This post is part of the Science Tuesday feature series on the USDA blog. Check back each week as we showcase stories and news from USDA’s rich science and research portfolio.
Researchers at North Carolina A&T University (NC A&T) are on the verge of leveling the playing field for millions who suffer allergies from peanuts and wheat. Now, in addition to being able to nosh on some of America’s favorite foods, allergy sufferers may also take advantage of the valuable nutrients these staples provide.
Peanut allergy is one of the most common causes of food-related anaphylaxis and affects about 2.8 million Americans, including 400,000 school-aged children. Wheat is one of the top eight food allergens in the United States.

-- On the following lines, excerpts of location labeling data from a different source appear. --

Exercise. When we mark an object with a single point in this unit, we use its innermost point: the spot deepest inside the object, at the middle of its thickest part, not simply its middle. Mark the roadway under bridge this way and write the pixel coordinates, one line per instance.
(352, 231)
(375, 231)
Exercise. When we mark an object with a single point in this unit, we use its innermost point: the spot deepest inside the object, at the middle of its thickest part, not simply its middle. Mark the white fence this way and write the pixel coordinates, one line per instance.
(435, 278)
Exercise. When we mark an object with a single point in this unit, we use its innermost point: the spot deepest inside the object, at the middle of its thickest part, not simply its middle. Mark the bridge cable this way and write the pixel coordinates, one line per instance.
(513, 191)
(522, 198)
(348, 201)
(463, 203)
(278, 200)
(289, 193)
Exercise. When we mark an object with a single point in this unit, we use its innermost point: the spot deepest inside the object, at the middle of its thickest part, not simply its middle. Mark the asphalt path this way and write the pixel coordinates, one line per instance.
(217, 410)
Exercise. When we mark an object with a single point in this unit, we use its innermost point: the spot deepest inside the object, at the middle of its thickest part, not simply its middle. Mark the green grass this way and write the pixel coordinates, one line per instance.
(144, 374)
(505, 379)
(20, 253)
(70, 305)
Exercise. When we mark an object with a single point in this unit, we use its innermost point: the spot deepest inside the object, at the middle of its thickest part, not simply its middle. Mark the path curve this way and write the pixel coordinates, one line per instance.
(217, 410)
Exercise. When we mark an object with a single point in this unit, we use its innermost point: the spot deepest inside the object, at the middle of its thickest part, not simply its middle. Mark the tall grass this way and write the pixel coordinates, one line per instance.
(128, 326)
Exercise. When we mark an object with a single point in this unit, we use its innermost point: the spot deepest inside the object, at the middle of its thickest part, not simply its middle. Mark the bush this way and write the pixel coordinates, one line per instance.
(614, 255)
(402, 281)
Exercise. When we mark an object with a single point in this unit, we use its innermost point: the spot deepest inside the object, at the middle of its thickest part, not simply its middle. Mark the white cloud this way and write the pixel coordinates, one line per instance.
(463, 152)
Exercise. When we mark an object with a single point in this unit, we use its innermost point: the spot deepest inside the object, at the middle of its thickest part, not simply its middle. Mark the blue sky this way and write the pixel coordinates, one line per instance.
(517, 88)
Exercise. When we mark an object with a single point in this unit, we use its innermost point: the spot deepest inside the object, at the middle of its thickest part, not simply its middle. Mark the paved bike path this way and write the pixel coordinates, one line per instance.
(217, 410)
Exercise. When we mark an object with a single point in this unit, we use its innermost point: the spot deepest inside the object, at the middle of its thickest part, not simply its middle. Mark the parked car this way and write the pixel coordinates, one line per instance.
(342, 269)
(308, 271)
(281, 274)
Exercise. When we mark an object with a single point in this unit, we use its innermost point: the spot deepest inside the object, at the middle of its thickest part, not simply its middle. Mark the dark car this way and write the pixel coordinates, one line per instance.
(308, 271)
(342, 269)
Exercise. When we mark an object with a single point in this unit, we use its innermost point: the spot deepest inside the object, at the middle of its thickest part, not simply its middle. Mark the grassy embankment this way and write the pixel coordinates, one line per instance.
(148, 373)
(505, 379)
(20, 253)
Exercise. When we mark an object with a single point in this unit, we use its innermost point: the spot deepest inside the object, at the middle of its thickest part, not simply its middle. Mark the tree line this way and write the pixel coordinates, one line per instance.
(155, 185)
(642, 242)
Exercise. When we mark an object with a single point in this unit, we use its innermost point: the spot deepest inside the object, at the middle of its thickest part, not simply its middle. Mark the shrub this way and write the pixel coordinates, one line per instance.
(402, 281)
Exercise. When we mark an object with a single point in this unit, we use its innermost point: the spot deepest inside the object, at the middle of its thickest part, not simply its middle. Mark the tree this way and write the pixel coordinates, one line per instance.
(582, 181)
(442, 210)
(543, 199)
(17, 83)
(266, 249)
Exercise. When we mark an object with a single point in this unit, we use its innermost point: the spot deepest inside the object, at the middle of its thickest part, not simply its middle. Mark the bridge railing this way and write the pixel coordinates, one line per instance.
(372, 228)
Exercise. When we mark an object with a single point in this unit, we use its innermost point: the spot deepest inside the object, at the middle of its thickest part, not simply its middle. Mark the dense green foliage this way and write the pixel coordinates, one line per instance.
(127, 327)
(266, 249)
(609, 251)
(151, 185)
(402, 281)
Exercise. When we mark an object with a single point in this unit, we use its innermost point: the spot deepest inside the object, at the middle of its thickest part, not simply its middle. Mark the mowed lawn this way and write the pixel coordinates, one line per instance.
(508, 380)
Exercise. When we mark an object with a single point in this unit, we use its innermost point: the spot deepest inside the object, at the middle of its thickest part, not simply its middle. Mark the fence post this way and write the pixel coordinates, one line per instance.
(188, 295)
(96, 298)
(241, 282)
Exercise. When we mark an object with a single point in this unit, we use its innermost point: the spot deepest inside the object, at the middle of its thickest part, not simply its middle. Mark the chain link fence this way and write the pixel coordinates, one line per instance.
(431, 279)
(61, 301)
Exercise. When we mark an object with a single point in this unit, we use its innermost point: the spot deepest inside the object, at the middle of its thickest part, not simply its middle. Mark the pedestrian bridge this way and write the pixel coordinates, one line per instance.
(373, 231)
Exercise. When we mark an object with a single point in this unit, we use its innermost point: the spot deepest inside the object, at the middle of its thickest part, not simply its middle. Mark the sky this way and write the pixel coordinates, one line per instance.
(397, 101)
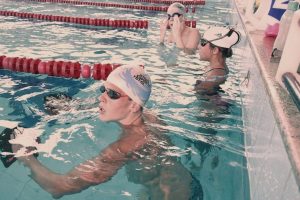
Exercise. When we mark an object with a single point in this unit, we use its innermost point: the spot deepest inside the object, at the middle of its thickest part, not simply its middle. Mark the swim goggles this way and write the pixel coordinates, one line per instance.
(173, 15)
(111, 93)
(203, 42)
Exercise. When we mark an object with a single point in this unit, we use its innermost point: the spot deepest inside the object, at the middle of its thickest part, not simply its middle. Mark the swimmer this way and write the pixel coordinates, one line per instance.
(215, 46)
(141, 149)
(184, 37)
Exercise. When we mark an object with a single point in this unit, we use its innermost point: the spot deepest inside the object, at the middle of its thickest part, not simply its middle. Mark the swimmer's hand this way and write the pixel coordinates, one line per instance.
(177, 27)
(163, 29)
(27, 152)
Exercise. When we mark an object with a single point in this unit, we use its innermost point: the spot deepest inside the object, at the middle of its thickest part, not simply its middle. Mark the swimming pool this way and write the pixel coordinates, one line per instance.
(207, 131)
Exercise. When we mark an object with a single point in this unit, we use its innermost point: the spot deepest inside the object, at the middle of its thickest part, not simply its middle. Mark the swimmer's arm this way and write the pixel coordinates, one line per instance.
(205, 85)
(92, 172)
(191, 46)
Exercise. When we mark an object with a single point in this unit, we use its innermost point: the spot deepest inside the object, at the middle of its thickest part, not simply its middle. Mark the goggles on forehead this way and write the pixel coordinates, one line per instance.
(173, 15)
(228, 34)
(203, 42)
(111, 93)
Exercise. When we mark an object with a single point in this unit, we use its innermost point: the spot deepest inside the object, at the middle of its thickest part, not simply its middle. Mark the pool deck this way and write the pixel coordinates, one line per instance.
(285, 111)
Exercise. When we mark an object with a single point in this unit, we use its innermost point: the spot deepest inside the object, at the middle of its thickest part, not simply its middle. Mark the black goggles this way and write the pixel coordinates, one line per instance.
(203, 42)
(173, 15)
(111, 93)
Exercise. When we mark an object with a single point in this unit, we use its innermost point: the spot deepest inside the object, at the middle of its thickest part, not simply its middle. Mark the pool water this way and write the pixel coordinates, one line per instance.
(207, 131)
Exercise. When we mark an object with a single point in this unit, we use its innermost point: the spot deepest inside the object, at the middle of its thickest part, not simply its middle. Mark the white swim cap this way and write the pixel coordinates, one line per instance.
(222, 37)
(180, 7)
(134, 81)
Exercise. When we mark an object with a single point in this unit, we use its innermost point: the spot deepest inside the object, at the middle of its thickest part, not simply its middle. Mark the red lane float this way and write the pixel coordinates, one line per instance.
(66, 69)
(139, 24)
(105, 4)
(168, 2)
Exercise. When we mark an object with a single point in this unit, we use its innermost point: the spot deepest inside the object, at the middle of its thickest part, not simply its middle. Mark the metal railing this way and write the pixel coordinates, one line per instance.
(293, 87)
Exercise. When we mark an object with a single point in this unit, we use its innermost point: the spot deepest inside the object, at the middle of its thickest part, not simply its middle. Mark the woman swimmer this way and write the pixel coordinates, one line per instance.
(184, 37)
(215, 47)
(142, 149)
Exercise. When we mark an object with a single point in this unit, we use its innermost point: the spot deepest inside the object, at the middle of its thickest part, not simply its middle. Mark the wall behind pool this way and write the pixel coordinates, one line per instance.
(270, 172)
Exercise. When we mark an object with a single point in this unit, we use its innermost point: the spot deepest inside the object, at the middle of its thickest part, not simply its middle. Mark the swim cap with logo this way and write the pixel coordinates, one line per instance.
(132, 80)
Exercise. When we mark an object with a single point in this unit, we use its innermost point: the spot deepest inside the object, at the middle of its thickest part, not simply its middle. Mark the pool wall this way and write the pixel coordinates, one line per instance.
(270, 121)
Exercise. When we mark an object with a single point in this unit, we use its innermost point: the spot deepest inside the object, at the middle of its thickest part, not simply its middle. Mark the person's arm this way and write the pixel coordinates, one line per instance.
(163, 30)
(176, 31)
(209, 84)
(92, 172)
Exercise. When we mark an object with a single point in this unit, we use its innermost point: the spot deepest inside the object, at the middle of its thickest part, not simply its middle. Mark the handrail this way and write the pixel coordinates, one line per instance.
(293, 87)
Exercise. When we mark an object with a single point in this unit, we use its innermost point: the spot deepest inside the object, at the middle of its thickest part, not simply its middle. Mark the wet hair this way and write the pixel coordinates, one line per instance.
(226, 52)
(179, 6)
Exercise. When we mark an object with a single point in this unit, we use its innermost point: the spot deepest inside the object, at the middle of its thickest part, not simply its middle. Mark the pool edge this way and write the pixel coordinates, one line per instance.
(285, 111)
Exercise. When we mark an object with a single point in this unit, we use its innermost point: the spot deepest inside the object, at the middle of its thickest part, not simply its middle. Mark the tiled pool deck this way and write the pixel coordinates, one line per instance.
(285, 111)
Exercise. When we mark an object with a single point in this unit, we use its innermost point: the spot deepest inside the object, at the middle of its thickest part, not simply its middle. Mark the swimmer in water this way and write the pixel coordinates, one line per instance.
(215, 46)
(143, 150)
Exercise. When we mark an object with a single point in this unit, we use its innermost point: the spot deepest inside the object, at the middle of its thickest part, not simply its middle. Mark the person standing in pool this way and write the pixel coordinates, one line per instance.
(215, 46)
(142, 149)
(184, 37)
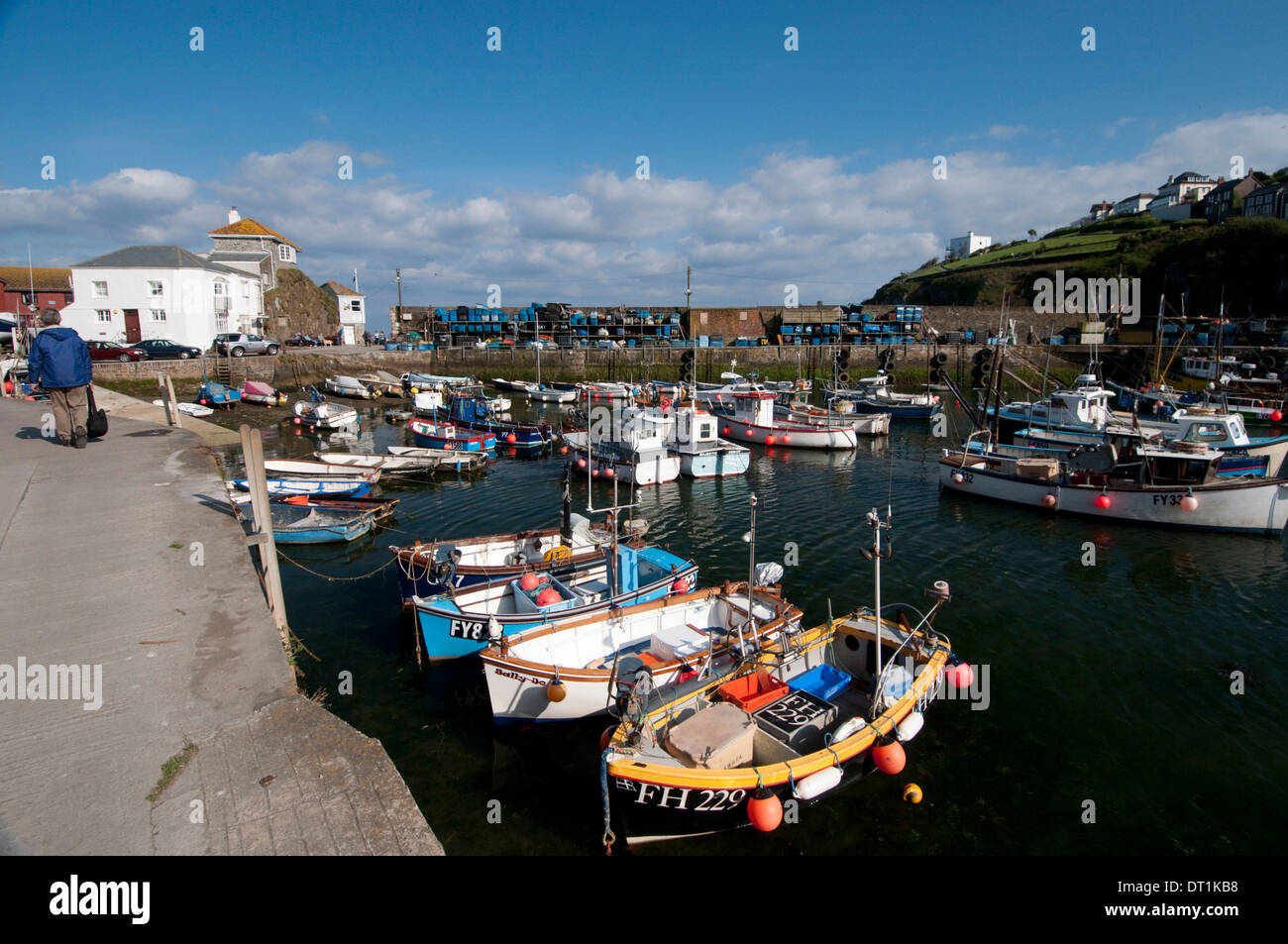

Dr. Jianmae Yu, a food and nutrition researcher at NC A&T’s School of Agriculture and Environmental Sciences, and her team found a way to treat peanuts and reduce their allergens by 98 to 100 percent. The treatment is effective whether peanuts are whole, broken into pieces, or ground into flour. Their research, which has proven effective in peanuts and shows promise in wheat, also has the potential to reduce foodborne allergens in tree nuts.
USDA’s National Institute of Food and Agriculture (NIFA) supported the research with funding through an Agriculture and Food Research Initiative grant. Based on the discovery, NC A&T has signed an agreement with a company to research the marketing potential of hypoallergenic peanut products and get them on store shelves in the near future.
Peanut allergies are triggered by proteins, some of which are more powerful than others, Yu said. “Our research focused on reducing these allergenic proteins. We found that treating peanuts with protein-breaking enzymes reduced allergenic proteins.”
The process consists of pretreating shelled and skinless peanuts with a food-grade enzyme. This post-harvest process does not change the peanut’s shape or cause lipid oxidation – a key consideration when determining a product’s shelf life.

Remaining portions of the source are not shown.